You might be familiar with online apps that do similar things. I have used some myself, and a lot of you will have pre-made revision cards for various topics. Premade cards or online apps are useful because they have been designed with a whole course in mind, and should help you learn exactly what you’re supposed to. However, they miss one of the key points about the way the brain works: if you write them yourself you are much more likely to remember them. Working out what to write on the card is part of the learning process. As with mind maps, if you can do it yourself, do it yourself.
You don’t need much to make flashcards. Paper works, but it’s a bit flimsy for sustained use. I cut up card to make them, and they don’t need to be big so you can get 8 out of a single sheet of A4 card. That’s a lot cheaper than buying ‘index cards’, but the proper ones can e bought fairly cheaply. In the video I show some large cards that I bought, but they were too big, so I chop them in half to make them more usable.
Before you begin, get your equipment. You can use card or paper. You can cut up larger cards to make smaller cards – you’re not going to write a lot on them, so they don’t need to be big. A6 or smaller is best. You can colour code for different topics or subjects.
Some people will tell you to put a hole punch in the corner and using a treasury tag to keep them together. You may be better off just keeping them tied up in a rubber band because part of the way you use them is sorting them, so tying them together won’t help. When you have your cards, write the term, quotation or equation you’re trying to learn on one side. On the other, write the definition, meaning or use. On this side, it’s best to use your own words. Don’t write a whole lot of facts or words on one card. This is so that you learn the individual terms, rather than a group of them. If you put 5 terms on a single card, when you test yourself you might find I know 4 of them and I’ll either not notice that I’ve left one out, or I’ll have no way to sort out what I do know from what I don’t. You may even find you only know them when they are surrounded by the other facts.

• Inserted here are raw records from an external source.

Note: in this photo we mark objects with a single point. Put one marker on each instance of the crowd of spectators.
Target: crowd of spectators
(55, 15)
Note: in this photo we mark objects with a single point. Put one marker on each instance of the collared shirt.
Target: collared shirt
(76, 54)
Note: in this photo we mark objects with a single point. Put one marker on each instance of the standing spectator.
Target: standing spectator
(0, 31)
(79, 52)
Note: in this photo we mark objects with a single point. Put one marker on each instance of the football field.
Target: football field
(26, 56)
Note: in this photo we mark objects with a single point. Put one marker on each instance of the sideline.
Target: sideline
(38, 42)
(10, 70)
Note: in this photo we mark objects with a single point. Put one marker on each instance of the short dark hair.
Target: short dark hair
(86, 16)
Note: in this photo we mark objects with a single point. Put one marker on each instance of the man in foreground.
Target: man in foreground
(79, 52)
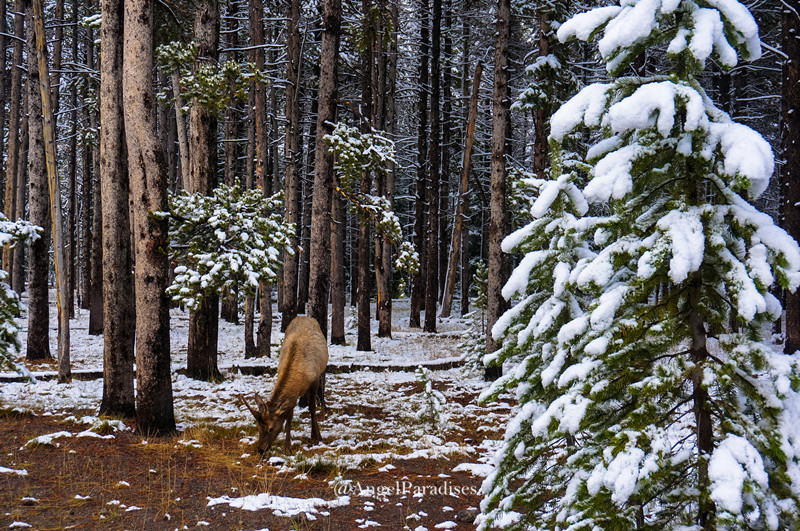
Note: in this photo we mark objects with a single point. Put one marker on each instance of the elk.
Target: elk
(303, 358)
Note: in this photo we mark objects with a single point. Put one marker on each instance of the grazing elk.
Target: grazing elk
(303, 358)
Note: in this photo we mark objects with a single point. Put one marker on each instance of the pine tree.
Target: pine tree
(648, 396)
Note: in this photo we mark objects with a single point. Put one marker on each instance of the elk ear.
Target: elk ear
(262, 407)
(252, 410)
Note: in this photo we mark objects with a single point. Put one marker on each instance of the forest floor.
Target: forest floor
(393, 455)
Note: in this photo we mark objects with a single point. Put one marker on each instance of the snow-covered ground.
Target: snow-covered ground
(380, 416)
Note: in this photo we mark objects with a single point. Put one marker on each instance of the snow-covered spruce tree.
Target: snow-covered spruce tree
(12, 233)
(648, 398)
(232, 237)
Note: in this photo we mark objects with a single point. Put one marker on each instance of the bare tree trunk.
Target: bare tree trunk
(264, 332)
(363, 342)
(154, 408)
(418, 280)
(18, 276)
(791, 153)
(119, 318)
(338, 224)
(320, 259)
(435, 157)
(541, 148)
(308, 193)
(463, 198)
(383, 247)
(498, 273)
(292, 155)
(201, 356)
(12, 208)
(38, 308)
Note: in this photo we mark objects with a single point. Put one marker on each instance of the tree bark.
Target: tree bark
(13, 209)
(154, 408)
(292, 155)
(49, 131)
(119, 318)
(383, 247)
(38, 308)
(201, 356)
(791, 154)
(463, 198)
(363, 341)
(497, 266)
(338, 224)
(435, 157)
(320, 259)
(418, 280)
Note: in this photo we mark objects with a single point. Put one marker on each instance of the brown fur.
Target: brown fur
(303, 358)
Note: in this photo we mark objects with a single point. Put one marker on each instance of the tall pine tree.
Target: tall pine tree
(648, 396)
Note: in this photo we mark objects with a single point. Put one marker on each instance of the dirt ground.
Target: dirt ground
(166, 484)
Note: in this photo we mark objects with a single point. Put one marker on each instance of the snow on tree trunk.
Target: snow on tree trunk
(631, 414)
(148, 173)
(119, 319)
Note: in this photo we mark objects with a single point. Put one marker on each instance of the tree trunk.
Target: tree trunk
(320, 259)
(148, 175)
(363, 342)
(383, 247)
(463, 198)
(119, 318)
(38, 308)
(201, 356)
(435, 158)
(497, 266)
(418, 280)
(12, 208)
(338, 224)
(18, 276)
(791, 154)
(264, 332)
(292, 155)
(541, 148)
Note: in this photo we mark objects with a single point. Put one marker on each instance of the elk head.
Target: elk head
(268, 420)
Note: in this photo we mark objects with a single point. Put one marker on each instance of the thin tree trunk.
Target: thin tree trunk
(201, 356)
(435, 157)
(418, 280)
(292, 155)
(38, 308)
(18, 276)
(154, 408)
(13, 209)
(338, 224)
(119, 318)
(463, 198)
(320, 259)
(363, 342)
(180, 123)
(541, 148)
(497, 266)
(383, 247)
(791, 154)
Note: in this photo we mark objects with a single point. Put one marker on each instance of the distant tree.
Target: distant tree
(632, 415)
(498, 219)
(320, 259)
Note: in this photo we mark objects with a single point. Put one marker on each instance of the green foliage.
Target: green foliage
(644, 287)
(12, 233)
(212, 86)
(232, 237)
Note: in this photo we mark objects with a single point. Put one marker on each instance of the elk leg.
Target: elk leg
(312, 408)
(288, 444)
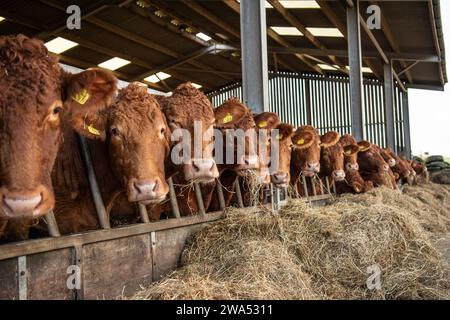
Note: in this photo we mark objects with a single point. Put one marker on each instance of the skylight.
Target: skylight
(114, 63)
(155, 78)
(59, 45)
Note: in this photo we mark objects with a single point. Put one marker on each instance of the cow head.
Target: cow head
(306, 150)
(233, 116)
(138, 139)
(189, 109)
(332, 156)
(281, 177)
(34, 92)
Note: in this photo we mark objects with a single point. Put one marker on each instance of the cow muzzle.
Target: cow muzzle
(201, 170)
(338, 175)
(147, 191)
(28, 204)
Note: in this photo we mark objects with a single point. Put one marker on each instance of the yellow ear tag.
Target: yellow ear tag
(93, 131)
(81, 97)
(228, 118)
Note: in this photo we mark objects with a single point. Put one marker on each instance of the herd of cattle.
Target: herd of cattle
(43, 108)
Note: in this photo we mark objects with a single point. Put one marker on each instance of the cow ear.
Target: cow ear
(228, 115)
(285, 131)
(329, 139)
(364, 146)
(350, 150)
(86, 94)
(302, 139)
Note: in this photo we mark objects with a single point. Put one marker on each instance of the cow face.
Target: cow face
(332, 156)
(34, 92)
(189, 109)
(233, 116)
(306, 150)
(138, 138)
(281, 177)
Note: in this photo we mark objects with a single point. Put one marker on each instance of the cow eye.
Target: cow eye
(114, 131)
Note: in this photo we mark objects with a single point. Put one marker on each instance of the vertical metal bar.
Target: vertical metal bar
(22, 277)
(238, 193)
(143, 213)
(173, 199)
(254, 54)
(354, 52)
(406, 124)
(52, 226)
(389, 105)
(198, 195)
(220, 196)
(93, 185)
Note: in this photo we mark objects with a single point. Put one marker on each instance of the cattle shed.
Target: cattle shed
(323, 63)
(315, 62)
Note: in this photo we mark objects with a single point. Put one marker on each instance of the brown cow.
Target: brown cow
(332, 157)
(129, 162)
(353, 183)
(33, 92)
(305, 159)
(281, 177)
(372, 166)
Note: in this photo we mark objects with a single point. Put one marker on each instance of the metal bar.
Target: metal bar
(22, 277)
(406, 125)
(254, 55)
(52, 225)
(220, 196)
(173, 199)
(143, 213)
(25, 248)
(93, 185)
(238, 193)
(389, 105)
(198, 195)
(356, 78)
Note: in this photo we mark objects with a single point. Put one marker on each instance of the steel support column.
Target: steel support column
(406, 125)
(255, 81)
(389, 105)
(355, 63)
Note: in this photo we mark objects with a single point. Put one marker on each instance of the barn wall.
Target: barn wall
(293, 96)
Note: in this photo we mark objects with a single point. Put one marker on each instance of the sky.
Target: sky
(430, 110)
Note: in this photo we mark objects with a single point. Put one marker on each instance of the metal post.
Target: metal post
(308, 102)
(198, 195)
(52, 226)
(255, 81)
(406, 125)
(389, 105)
(356, 78)
(93, 185)
(173, 199)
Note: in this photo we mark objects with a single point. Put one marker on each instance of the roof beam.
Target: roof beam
(297, 24)
(236, 8)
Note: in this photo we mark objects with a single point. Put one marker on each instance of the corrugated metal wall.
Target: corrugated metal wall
(294, 96)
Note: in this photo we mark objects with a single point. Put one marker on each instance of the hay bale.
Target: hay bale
(306, 252)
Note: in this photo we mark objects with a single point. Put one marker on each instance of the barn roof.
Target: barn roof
(166, 36)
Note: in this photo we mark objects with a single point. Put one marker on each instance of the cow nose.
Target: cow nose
(17, 206)
(201, 170)
(338, 175)
(280, 178)
(313, 166)
(146, 190)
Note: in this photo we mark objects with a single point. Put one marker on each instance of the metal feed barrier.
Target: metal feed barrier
(110, 262)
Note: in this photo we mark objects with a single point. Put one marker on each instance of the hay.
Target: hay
(306, 252)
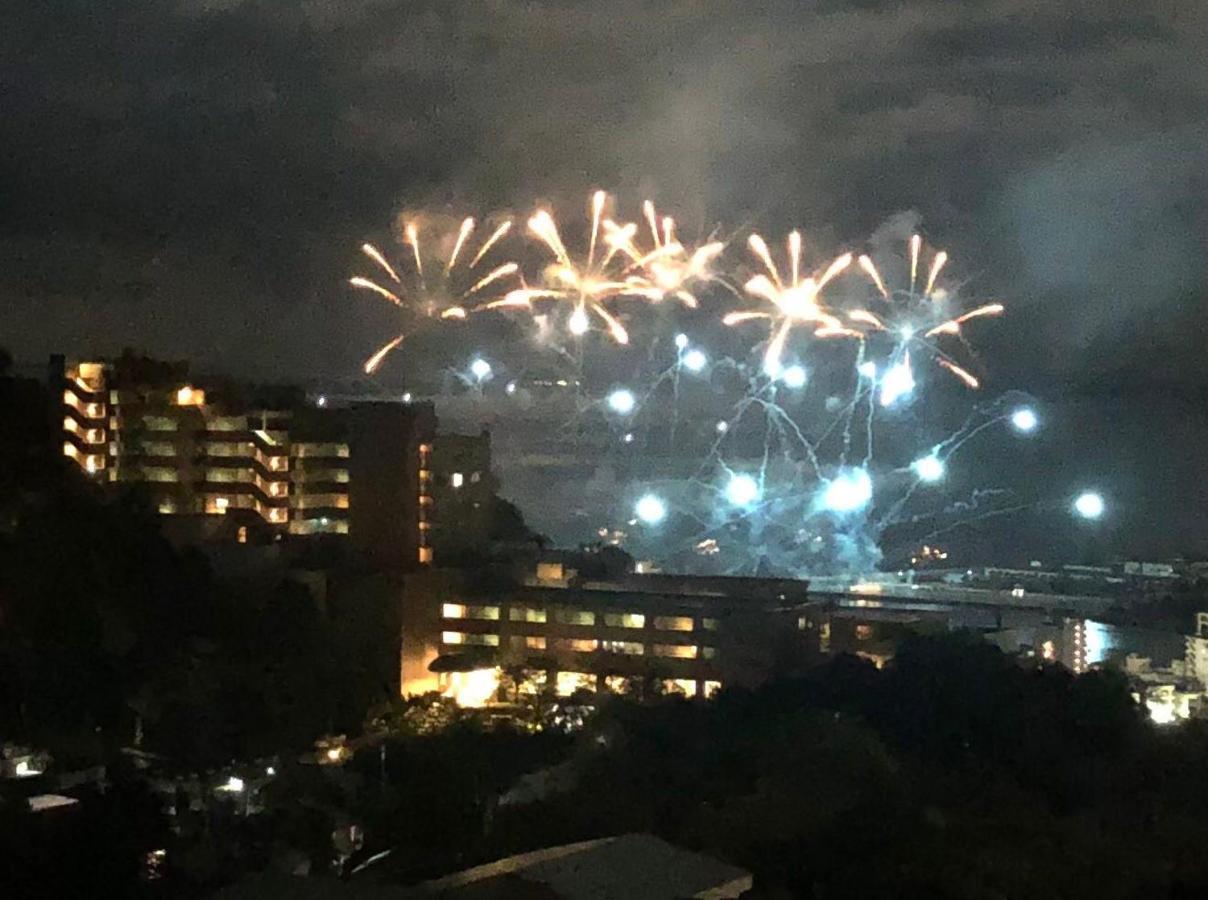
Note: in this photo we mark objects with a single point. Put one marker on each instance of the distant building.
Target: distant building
(464, 492)
(683, 634)
(265, 459)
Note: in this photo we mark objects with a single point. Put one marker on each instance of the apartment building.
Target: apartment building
(266, 457)
(690, 636)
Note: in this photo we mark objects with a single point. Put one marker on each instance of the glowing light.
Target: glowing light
(695, 360)
(742, 489)
(1024, 419)
(848, 492)
(650, 509)
(621, 401)
(929, 469)
(451, 289)
(578, 323)
(794, 377)
(896, 383)
(1090, 505)
(480, 369)
(794, 303)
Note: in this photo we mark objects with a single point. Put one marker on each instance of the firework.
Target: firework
(917, 319)
(448, 286)
(794, 301)
(667, 268)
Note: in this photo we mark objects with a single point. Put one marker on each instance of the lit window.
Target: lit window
(190, 396)
(674, 651)
(629, 648)
(569, 681)
(523, 614)
(683, 686)
(673, 623)
(470, 639)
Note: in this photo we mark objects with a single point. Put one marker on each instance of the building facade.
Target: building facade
(684, 636)
(268, 459)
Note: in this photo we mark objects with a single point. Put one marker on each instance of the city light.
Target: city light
(742, 489)
(650, 510)
(1090, 505)
(794, 377)
(848, 492)
(621, 401)
(929, 468)
(695, 360)
(1024, 419)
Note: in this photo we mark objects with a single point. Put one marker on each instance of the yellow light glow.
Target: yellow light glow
(472, 689)
(190, 396)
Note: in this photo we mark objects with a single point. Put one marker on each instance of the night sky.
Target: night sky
(193, 178)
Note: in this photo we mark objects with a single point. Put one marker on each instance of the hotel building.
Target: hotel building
(691, 636)
(267, 458)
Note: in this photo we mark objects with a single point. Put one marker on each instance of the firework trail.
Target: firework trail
(794, 300)
(448, 289)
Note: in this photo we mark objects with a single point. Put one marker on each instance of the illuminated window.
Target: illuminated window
(673, 623)
(629, 648)
(674, 651)
(567, 683)
(458, 610)
(470, 639)
(526, 614)
(625, 620)
(683, 686)
(190, 396)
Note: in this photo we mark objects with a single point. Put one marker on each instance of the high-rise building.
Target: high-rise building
(265, 456)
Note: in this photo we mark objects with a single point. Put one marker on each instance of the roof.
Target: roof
(623, 867)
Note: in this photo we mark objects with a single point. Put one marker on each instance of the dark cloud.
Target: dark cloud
(195, 176)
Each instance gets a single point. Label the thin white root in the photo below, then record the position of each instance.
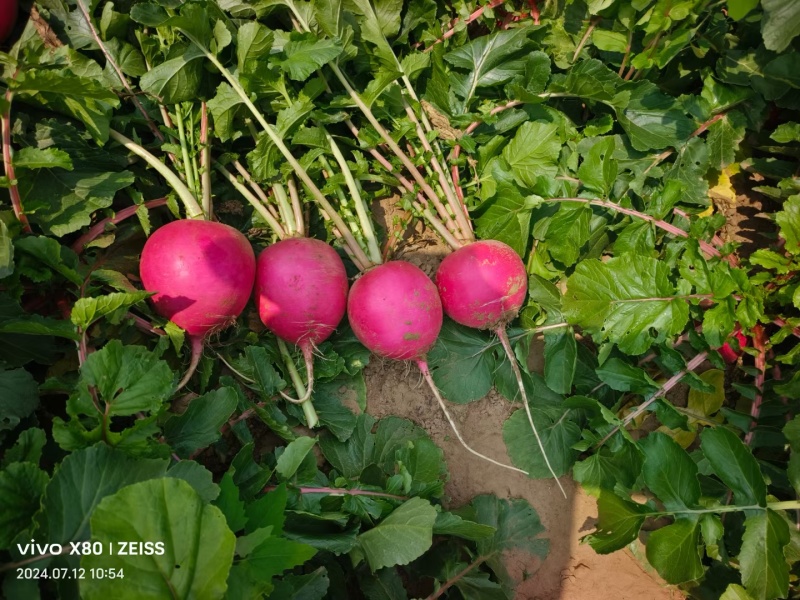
(197, 352)
(501, 333)
(423, 367)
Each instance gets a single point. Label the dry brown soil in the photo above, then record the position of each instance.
(571, 571)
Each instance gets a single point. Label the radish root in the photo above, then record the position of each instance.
(501, 333)
(423, 367)
(197, 352)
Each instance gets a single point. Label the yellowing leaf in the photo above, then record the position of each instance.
(708, 403)
(723, 190)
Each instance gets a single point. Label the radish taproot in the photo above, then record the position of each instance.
(301, 296)
(203, 274)
(395, 311)
(483, 285)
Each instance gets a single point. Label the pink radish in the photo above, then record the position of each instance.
(301, 295)
(483, 285)
(395, 311)
(202, 273)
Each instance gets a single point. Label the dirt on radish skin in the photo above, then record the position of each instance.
(395, 311)
(203, 274)
(301, 290)
(482, 285)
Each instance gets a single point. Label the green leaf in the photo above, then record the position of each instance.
(86, 311)
(590, 80)
(708, 403)
(724, 137)
(610, 41)
(652, 119)
(689, 170)
(781, 23)
(224, 107)
(274, 556)
(448, 523)
(200, 425)
(672, 550)
(785, 133)
(533, 152)
(737, 10)
(128, 379)
(51, 254)
(618, 523)
(669, 472)
(560, 360)
(82, 480)
(253, 44)
(735, 591)
(305, 54)
(197, 544)
(230, 503)
(177, 79)
(788, 220)
(22, 485)
(42, 158)
(765, 572)
(568, 231)
(507, 216)
(598, 171)
(196, 475)
(462, 363)
(517, 528)
(622, 376)
(293, 456)
(401, 537)
(557, 432)
(735, 465)
(488, 60)
(19, 397)
(625, 300)
(385, 584)
(63, 202)
(27, 448)
(60, 90)
(352, 456)
(313, 586)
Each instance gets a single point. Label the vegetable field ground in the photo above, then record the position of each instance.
(400, 299)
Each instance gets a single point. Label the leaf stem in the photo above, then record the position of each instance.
(205, 162)
(276, 139)
(297, 206)
(303, 393)
(98, 228)
(662, 391)
(253, 200)
(361, 209)
(187, 164)
(13, 190)
(476, 14)
(284, 208)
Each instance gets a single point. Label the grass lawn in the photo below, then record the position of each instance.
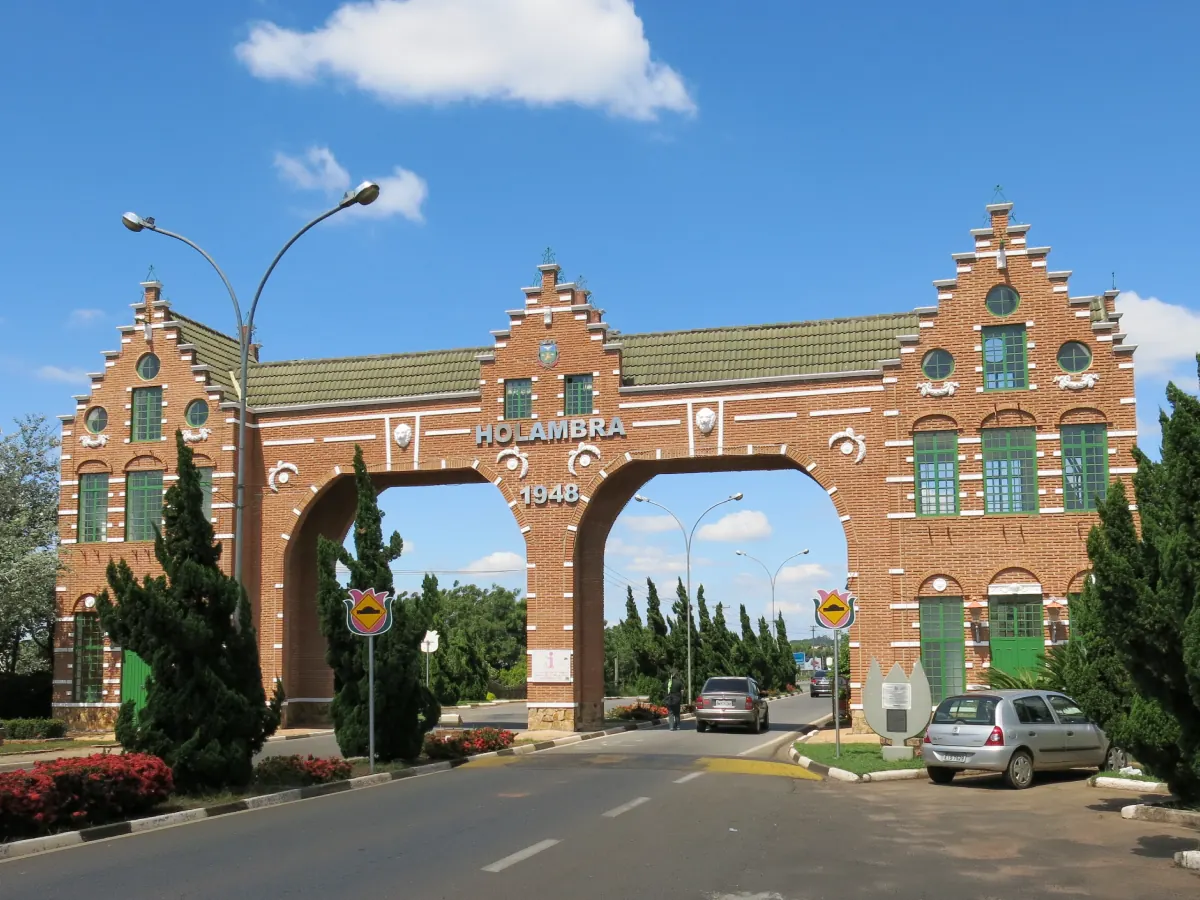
(858, 759)
(30, 747)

With your cards in hand, give them a shuffle (you don’t want to learn them in the same order every time) and then read the top one. Before you turn it over, say the definition. This can be in your head if there are people around! If you can say it before you turn it over, it goes in the ‘know’ pile and if not, it goes in the ‘don’t know’ pile. This helps you keep on track of what you know and what you don’t know.
Remember that you can test either way (can you work out the word from the definition and the definition from the word?). If you only do it one way, you’ll never know if you really know it. The other thing is you need to keep using them. It doesn’t take long to whizz through your cards, so build it into your revision routine.
Don’t forget to watch the video for more tips, including how to sort and keep them.
Remember, every bit of revision you do now will make you more confident when the exams come.